Reflection on Week 6 Teaching

In my class we contribute to a wiki, http://thescienceclassroom.wikispaces.com. I introduce this to students, not as a research paper, but as a website creation. I have found that students are much more willing to produce good, academic writing if they are putting it on the web, rather than simply writing for the teacher to see.  I talk a lot in the introduction about writing to an audience. When I show them how many people have visited our wiki in the last year and their locations, they are very interested in writing for someone who is on the other side of the world. This project literally lets students write to a global audience.
Another part of this project is the use of social media during the project, specifically social bookmarking. We use a site called http://delicious.com which allows students to set up an account and a network of peers (and me) through which they can share their bookmarks. This allows students to easily share website which may be useful to their peers (synthesis). It also allows me to see what resources they are bookmarking so I can keep an eye on their resources. I will look at their sources and visit with them individually about the (lack of) validity. Students really enjoy the social aspect of this and are more willing to share resources, whereas they wouldn’t normally make a point to give someone a website address if they were “doing this type of research the old way”, i.e. without social bookmarking. We have developed a specific tag for our bookmarks: “pcwiki”, which is attached to every bookmark and makes it easily searchable for this research project.
I am doing this much differently than I did last year. I found that on the first day of the project, I tried to give them too much information. Previously, I introduced the wiki, had them set up a wiki account, introduced social bookmarking, had them setup a delicious account, introduced research and had them start looking for a person/topic to research.

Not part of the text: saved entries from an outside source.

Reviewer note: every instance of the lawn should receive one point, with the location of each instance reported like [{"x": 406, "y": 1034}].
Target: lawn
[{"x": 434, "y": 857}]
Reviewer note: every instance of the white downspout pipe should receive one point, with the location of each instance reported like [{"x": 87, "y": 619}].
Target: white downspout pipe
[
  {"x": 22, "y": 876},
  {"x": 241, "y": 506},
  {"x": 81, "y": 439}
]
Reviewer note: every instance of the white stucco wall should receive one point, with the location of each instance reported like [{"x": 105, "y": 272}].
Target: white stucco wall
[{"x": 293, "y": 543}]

Today, we spent more time on social bookmarking. We talked extensively about Wikipedia and whether or not it is useful, both as a primary and secondary source. I shared the analogy (via @mishelleyb) of using it like a Reference Librarian: it’s a good place to start, but not something/someone you would cite in your paper. It has a lot of good information, but probably not enough to be detailed/in depth about your subject.
I didn’t even let them do any creation on the wiki. It is just too much to take in on one day. They get overwhelmed and discouraged and that’s not a good way to start a project. Thinking about today, every class was engaged, they kept up with me on the creation of an account, and I didn’t have to say anything to anyone about being on a site they shouldn’t be on. This is huge! Normally, the very first thing many students do is find a proxy server and go to http://myspace.com which is a major no-no in my class (and in the whole district, for that matter).
I am assessing my students by checking that they are actually setting up an account and beginning to contribute to the wiki. I grade their writing for content, grammar, and style. They are instructed to consider their audience when writing. I require them to do one section of the wiki each week (introduction, insight and influence, major contributions, etc.) and encourage them not to look at the entire project. I try to get them to focus on small pieces of the pie, not the entire pie.
This is only the second time I have had students work on this project. I taught this lesson 3 times today and didn’t change anything from 1st block through 3rd block. It works well and I feel I have found my grove on this particular project.